We have to focus on adult circumcision now in order to get short term reductions in HIV. The ultimate goal would be to provide neonatal circumcision.

Question: Now that the trial has stopped early, what do you plan to do in Uganda?

Answer: In Uganda, for the immediate future, we plan to offer our facilities to the ministry of health and to NGOs as a training center.

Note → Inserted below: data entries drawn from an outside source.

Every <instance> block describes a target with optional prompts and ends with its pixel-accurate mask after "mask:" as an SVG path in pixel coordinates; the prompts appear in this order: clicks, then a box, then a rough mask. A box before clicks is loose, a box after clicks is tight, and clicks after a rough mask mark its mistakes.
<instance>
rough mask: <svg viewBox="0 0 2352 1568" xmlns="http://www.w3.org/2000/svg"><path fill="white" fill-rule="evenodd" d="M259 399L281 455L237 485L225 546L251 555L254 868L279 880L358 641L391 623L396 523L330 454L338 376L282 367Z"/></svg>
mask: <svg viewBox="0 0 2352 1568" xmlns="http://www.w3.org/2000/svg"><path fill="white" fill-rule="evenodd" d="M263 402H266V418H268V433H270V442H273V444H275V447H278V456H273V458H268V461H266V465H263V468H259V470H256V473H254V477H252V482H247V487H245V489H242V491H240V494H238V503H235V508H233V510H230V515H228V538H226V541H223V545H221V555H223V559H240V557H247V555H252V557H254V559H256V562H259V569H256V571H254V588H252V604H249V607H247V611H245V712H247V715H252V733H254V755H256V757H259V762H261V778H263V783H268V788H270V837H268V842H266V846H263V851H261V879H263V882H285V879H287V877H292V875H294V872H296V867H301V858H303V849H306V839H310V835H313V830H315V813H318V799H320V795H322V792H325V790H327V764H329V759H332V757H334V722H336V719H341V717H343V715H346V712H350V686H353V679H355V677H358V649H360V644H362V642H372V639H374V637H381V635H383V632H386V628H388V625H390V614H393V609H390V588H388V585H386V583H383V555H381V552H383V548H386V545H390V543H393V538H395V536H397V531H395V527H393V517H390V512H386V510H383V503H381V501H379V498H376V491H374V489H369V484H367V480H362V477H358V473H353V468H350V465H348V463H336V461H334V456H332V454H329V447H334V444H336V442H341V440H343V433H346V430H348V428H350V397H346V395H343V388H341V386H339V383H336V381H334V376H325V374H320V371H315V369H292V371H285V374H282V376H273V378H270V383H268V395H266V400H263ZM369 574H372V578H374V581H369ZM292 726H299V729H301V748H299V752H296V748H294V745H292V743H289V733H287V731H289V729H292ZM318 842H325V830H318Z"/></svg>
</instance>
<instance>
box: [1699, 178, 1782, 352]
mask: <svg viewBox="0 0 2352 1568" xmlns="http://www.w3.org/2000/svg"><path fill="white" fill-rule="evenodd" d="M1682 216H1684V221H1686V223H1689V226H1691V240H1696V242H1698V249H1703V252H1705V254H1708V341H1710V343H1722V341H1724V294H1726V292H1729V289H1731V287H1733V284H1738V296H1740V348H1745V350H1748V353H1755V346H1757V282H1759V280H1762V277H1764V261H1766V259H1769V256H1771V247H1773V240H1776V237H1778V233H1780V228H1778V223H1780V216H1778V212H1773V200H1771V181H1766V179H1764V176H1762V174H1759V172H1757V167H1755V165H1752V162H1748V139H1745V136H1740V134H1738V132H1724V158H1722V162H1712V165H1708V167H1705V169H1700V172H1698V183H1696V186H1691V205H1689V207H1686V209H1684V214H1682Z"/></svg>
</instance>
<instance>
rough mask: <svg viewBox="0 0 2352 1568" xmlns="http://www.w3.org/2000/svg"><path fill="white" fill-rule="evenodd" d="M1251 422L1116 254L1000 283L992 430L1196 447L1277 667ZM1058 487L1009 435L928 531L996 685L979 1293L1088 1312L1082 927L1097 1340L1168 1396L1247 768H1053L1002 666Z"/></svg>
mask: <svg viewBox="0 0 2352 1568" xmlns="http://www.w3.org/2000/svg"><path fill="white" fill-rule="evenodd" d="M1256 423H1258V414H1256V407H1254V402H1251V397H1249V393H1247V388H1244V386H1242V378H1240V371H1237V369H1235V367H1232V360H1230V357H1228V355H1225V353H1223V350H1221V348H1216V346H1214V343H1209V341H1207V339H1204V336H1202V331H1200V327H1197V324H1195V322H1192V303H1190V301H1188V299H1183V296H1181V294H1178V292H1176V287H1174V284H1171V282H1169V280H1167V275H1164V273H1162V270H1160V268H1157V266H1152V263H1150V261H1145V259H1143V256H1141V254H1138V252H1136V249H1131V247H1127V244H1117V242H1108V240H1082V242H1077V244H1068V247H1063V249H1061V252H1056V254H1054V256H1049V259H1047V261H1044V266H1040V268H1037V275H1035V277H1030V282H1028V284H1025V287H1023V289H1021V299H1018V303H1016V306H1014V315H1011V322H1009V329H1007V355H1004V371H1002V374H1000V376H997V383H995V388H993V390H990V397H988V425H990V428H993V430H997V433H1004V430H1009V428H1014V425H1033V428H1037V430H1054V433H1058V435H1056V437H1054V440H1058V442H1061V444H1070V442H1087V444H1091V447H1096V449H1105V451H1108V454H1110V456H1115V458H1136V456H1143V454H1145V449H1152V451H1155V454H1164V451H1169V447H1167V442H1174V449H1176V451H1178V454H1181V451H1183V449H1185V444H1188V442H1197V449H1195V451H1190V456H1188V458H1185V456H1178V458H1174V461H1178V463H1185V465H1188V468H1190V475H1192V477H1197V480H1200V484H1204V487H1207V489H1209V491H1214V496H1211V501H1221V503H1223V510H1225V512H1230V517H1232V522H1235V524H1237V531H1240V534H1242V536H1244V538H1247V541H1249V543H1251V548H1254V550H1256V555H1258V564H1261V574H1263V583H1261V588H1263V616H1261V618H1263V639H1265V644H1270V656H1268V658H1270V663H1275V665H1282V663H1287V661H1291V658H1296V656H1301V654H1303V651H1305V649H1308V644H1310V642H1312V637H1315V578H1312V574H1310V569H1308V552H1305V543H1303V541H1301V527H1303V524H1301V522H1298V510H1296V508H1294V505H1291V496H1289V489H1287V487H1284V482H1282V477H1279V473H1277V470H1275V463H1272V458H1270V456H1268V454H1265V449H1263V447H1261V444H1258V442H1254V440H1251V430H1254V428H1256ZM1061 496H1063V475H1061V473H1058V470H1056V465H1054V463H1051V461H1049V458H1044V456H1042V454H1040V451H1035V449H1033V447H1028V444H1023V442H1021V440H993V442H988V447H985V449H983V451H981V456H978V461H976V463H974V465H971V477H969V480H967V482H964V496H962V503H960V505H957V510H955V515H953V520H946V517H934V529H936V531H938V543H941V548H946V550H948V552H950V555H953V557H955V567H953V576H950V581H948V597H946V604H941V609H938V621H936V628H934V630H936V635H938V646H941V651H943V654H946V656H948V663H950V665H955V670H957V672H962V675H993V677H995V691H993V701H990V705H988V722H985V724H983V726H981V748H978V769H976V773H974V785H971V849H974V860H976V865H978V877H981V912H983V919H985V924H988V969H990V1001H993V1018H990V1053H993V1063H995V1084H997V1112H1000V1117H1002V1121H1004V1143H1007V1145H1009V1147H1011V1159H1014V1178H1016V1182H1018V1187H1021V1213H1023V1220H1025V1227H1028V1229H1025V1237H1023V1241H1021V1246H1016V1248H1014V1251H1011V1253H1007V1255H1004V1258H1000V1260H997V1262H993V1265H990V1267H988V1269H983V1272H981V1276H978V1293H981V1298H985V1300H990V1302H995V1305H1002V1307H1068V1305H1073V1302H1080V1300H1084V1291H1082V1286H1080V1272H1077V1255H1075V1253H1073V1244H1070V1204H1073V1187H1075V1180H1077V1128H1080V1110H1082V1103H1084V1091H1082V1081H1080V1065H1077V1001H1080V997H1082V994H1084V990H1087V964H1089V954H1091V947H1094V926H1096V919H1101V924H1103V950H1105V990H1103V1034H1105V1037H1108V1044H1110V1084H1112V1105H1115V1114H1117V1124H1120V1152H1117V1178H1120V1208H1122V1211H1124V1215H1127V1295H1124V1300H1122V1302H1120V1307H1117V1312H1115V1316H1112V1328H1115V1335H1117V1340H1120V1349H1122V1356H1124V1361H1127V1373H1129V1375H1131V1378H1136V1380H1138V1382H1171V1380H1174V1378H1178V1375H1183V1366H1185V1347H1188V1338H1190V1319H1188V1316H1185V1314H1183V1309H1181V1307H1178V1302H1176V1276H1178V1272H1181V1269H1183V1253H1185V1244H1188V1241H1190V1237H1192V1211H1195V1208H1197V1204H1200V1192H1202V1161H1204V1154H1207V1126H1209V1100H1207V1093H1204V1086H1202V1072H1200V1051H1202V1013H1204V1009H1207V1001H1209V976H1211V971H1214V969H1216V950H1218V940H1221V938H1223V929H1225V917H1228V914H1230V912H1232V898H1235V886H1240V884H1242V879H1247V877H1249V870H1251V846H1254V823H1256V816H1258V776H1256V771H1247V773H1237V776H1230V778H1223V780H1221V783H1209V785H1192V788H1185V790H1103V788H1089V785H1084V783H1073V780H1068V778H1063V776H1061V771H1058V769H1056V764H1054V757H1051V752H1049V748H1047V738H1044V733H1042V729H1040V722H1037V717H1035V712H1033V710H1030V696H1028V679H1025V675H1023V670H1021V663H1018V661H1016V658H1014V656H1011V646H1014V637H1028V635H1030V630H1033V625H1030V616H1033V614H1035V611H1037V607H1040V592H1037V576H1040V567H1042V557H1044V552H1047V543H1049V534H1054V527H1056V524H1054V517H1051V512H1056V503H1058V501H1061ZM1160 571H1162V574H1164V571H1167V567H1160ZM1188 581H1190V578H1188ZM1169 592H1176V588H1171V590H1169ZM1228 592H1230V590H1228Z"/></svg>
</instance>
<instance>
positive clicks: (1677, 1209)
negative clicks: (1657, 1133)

We’ve had more experience with adult male circumcision than anyone else in the country. We are going to train personnel as quickly as possible to perform this surgery. How this will be implemented is still under discussion. Doctors could be trained to provide the surgery in Uganda’s medical centers where they have basic surgical facilities. In more rural areas, we could train teams who would go out and set up surgery theaters to perform this procedure safely.

What we are all trying to avoid is having poorly-trained or untrained general practitioners doing this surgery, because we know it is very unsafe in those hands. Another important issue we are stressing is the need for proper follow-up care. You have to see these patients after surgery to avoid serious complications.

Question: Why was the trial stopped early?

Answer: The trial was stopped early because at an interim analysis, the independent Data Safety Monitoring Board determined that there was a significantly reduced risk of HIV in the circumcised men. If you are seeing benefits from an intervention, you are ethically obliged to provide that intervention to the control group. Once you’ve reached the point where, in a statistical sense, where you are as certain as possible, you need to stop. However, trials that are stopped prematurely tend to show bigger effects than subsequent studies, so we need to continue surveillance in these men to determine whether benefits are sustained, and whether there may be increases in risk behaviors because men or their partners think they are protected by circumcision.

Question: Will your findings have any implications on the prevention of HIV in United States?

Answer: The United States already has a high proportion of circumcised men—about 60 percent. There are no trials in the U.S., but a number of observational studies suggest that circumcised men are at lower risk for HIV even if they are having homosexual relationships, but the body of evidence in the U.S. is much smaller than it is for Africa. It will be up to groups like the Centers for Disease Control and Prevention to determine if these African studies have any application in the U.S.